Mainichi Shimbun , June 9, 2011
* http://mdn.mainichi.jp/mdnnews/national/news/20110609p2a00m0na002000c.html
TEPCO to test new water treatment system Fri. in Fukushima crisis
TOKYO (Kyodo) — Tokyo Electric Power Co. plans to begin testing a newly
installed radioactive water treatment system at its troubled Fukushima
Daiichi nuclear power plant Friday, to deal with the massive amount of
contaminated water that has hampered crisis control, a government
regulator said Thursday.
The roughly weeklong trial run will precede a planned full operation of
the system from mid-June to remove highly radioactive materials from the
water accumulating at reactor facilities to eventually recycle it for
cooling crippled reactors.
The government’s Nuclear and Industrial Safety Agency said it is
evaluating the plant operator’s plan, adding that it hopes to approve
the move by the end of the day.
With highly radioactive water likely continuing to leak from damaged
reactors, the planned launch of the decontamination process has been an
urgent task as the operator, known as TEPCO, seeks to restore stable
cooling functions for the reactors.
The plant in Fukushima Prefecture has been critically damaged since the
March 11 quake and tsunami knocked out its power.

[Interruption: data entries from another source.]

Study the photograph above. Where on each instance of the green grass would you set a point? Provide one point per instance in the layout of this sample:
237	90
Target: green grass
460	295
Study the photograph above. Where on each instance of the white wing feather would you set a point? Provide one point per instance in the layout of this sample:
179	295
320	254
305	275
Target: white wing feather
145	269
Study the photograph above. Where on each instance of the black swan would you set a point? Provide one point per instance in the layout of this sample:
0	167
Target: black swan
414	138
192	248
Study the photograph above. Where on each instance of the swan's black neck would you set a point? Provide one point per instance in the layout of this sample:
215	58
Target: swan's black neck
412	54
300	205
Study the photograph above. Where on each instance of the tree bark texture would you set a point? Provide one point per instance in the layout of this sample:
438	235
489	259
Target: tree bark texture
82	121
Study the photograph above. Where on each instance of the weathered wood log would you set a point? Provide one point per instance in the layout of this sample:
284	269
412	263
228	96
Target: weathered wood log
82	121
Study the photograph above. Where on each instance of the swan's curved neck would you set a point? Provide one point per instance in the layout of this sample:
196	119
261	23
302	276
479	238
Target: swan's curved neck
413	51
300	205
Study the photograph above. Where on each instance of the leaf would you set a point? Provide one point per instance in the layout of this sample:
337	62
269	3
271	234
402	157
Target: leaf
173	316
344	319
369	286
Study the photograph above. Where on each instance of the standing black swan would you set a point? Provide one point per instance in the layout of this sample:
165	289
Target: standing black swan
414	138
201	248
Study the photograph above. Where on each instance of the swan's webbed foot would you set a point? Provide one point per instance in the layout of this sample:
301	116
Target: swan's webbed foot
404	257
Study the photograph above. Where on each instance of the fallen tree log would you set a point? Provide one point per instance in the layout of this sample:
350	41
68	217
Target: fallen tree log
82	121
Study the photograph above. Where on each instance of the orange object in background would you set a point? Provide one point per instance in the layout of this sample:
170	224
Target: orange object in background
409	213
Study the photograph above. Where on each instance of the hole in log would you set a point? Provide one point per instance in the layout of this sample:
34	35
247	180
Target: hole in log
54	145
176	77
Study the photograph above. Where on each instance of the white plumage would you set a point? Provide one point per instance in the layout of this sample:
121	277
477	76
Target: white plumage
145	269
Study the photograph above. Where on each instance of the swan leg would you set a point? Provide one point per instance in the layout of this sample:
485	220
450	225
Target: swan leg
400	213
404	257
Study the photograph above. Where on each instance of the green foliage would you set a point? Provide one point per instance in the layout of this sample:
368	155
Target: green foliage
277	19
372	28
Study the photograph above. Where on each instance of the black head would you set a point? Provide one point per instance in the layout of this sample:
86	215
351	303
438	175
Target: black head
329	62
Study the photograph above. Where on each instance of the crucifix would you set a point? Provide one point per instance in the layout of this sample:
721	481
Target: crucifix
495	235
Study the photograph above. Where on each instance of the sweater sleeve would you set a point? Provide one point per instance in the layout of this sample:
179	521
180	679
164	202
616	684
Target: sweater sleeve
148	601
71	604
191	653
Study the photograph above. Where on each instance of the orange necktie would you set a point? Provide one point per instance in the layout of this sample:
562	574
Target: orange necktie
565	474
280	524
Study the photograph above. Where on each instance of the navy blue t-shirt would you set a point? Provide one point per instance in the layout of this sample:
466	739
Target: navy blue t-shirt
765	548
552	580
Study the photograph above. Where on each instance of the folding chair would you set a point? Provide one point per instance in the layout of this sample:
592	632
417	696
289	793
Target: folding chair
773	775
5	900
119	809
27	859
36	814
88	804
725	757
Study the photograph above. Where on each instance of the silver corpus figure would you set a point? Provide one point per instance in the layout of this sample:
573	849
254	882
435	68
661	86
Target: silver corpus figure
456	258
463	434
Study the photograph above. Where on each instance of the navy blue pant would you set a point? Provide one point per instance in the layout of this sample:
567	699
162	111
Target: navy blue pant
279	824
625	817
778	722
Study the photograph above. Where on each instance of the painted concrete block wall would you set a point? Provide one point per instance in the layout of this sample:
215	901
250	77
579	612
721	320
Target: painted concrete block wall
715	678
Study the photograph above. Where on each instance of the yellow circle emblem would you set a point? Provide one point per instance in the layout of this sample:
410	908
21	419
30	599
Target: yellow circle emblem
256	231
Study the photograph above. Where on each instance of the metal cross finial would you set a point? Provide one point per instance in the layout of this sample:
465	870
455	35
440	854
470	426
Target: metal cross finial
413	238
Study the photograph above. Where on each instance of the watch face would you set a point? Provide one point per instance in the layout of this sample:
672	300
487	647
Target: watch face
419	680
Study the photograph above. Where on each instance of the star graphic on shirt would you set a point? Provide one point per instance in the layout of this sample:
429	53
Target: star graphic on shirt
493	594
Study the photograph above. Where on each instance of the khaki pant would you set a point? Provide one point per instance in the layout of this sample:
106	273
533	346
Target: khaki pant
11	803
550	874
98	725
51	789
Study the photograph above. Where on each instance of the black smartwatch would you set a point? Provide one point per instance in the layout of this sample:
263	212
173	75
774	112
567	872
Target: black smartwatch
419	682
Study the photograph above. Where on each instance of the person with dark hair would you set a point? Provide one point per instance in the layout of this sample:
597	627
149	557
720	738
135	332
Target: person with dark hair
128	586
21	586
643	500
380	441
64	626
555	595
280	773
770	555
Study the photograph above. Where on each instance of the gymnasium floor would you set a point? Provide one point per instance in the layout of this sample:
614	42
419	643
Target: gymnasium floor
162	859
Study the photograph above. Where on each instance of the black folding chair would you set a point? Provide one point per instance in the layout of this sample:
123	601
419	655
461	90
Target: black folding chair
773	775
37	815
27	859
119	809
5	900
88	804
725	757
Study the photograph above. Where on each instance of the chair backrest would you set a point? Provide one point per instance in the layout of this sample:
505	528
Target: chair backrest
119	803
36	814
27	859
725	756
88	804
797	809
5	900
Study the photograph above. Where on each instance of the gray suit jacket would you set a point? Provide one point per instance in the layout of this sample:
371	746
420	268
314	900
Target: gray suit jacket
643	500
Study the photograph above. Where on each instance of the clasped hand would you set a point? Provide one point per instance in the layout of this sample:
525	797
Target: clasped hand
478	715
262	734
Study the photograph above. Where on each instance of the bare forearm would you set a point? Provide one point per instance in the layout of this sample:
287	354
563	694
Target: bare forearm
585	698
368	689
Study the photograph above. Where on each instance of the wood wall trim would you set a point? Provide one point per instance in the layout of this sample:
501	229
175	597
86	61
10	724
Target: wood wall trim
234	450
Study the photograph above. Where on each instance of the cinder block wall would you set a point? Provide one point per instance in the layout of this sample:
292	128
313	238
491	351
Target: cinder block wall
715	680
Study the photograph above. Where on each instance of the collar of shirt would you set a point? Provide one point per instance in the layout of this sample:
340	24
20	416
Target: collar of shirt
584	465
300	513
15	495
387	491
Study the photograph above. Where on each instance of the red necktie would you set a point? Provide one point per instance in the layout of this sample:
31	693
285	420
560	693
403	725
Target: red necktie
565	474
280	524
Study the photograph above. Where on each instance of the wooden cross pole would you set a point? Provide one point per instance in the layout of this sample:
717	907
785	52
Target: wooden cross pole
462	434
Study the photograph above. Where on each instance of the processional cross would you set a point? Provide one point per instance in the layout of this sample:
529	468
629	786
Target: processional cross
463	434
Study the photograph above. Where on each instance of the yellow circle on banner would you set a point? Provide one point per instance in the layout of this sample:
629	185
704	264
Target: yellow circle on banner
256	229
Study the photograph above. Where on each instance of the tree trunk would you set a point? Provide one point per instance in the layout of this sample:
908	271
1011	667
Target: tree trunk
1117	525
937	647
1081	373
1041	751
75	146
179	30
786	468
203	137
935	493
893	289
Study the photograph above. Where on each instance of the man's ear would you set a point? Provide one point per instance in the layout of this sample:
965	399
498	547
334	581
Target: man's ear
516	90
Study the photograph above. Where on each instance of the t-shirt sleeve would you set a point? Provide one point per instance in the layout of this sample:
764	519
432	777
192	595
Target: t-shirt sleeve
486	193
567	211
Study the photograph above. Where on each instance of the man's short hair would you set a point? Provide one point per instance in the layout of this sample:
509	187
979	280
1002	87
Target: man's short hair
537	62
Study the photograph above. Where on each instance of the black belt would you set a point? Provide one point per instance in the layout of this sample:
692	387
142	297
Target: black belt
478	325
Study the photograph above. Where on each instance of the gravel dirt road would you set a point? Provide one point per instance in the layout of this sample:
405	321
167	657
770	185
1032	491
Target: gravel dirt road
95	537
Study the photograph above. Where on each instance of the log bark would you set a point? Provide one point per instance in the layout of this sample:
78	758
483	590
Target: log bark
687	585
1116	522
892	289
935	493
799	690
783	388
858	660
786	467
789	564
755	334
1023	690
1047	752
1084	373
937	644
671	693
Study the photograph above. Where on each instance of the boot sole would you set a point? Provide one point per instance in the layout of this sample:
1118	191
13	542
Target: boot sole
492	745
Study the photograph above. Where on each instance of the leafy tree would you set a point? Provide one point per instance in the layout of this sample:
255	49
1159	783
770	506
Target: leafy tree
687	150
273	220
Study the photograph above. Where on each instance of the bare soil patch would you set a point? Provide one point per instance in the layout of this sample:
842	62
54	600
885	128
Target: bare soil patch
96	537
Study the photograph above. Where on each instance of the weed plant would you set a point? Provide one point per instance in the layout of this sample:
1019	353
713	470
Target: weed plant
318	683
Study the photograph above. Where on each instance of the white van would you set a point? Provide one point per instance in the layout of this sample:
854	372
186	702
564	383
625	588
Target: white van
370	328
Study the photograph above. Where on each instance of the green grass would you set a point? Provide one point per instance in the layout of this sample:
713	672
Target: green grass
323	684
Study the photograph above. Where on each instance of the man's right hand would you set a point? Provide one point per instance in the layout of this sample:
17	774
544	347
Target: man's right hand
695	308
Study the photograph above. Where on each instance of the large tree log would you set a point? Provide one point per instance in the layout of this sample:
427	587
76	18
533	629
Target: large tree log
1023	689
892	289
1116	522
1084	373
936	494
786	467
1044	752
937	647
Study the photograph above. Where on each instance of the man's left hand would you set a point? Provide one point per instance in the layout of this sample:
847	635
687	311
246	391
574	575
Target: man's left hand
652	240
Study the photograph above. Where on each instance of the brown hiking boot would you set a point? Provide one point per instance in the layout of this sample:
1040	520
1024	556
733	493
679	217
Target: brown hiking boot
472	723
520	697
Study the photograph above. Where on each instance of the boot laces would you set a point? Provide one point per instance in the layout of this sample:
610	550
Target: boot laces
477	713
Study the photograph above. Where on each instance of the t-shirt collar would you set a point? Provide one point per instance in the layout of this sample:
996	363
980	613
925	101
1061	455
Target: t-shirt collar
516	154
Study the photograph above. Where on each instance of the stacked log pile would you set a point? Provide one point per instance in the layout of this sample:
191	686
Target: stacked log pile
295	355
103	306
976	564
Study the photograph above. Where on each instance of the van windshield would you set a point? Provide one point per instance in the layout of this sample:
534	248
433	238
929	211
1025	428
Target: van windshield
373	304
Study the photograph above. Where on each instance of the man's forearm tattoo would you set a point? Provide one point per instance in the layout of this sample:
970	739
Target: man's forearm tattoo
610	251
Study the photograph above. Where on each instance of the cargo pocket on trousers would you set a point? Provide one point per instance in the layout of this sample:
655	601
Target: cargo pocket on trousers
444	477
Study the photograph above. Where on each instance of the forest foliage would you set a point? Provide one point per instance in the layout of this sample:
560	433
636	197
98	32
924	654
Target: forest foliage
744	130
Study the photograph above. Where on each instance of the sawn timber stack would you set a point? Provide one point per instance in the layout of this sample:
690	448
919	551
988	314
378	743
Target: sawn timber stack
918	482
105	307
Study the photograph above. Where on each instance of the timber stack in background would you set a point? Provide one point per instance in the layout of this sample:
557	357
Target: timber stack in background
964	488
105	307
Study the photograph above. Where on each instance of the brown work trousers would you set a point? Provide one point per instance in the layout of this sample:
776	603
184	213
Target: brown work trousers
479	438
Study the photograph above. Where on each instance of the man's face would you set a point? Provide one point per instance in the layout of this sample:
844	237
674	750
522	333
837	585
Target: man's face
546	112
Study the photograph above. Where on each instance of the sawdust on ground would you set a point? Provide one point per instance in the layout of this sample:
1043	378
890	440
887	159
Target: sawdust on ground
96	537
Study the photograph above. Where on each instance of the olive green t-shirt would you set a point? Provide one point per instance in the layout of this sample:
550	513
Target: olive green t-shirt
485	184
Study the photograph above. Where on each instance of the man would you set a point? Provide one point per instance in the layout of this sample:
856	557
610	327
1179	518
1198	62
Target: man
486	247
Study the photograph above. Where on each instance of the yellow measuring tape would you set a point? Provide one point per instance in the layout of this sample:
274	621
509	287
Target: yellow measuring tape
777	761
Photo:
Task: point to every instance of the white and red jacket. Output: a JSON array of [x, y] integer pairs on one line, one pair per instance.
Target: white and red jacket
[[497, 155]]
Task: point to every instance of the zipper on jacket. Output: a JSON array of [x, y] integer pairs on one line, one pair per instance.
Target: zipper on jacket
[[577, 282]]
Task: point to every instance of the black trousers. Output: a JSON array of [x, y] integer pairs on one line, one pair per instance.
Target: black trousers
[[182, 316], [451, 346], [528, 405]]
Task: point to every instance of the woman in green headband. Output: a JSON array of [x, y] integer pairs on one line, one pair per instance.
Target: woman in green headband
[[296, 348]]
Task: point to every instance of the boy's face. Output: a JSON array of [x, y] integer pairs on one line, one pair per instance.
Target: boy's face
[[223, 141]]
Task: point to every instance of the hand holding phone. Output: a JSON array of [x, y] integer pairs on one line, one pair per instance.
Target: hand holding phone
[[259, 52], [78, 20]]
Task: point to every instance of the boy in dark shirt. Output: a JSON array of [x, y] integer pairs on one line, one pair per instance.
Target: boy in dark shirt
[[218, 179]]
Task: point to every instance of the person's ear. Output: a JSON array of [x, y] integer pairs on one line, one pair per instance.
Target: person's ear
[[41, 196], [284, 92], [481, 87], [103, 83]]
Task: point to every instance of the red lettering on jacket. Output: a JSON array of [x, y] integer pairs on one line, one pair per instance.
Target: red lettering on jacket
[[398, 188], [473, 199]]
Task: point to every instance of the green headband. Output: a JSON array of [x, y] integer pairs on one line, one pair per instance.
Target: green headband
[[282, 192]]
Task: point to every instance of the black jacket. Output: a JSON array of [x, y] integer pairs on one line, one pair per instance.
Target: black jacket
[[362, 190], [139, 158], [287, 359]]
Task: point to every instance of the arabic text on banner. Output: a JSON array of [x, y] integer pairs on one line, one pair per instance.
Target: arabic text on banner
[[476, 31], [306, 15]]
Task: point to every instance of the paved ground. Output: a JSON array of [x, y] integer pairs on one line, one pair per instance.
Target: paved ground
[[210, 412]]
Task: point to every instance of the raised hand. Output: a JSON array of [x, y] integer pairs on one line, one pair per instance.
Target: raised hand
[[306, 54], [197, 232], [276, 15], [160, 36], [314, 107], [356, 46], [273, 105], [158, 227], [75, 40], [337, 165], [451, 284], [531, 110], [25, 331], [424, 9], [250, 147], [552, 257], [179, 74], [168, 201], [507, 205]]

During the trial run, low-level radioactive water that has been kept at
a tank on the plant premises will be sent into the new installation to
see if it can remove radioactive cesium and other contaminants from the
water, lower its radiation levels and desalinate it.
TEPCO wants to process a total of roughly 250,000 tons of highly
radioactive water at the new facility by the end of next March.
TEPCO also began testing seawater treatment equipment in the sea near
the plant Thursday for removing leaked radioactive cesium, with plans to
begin full operations after monitoring the trial run for two to three days.
To help slow the spread into the Pacific Ocean of the highly tainted
water that leaked from around seawater intakes for the plant’s Nos. 2
and 3 reactors, TEPCO has so far installed fences around the intakes.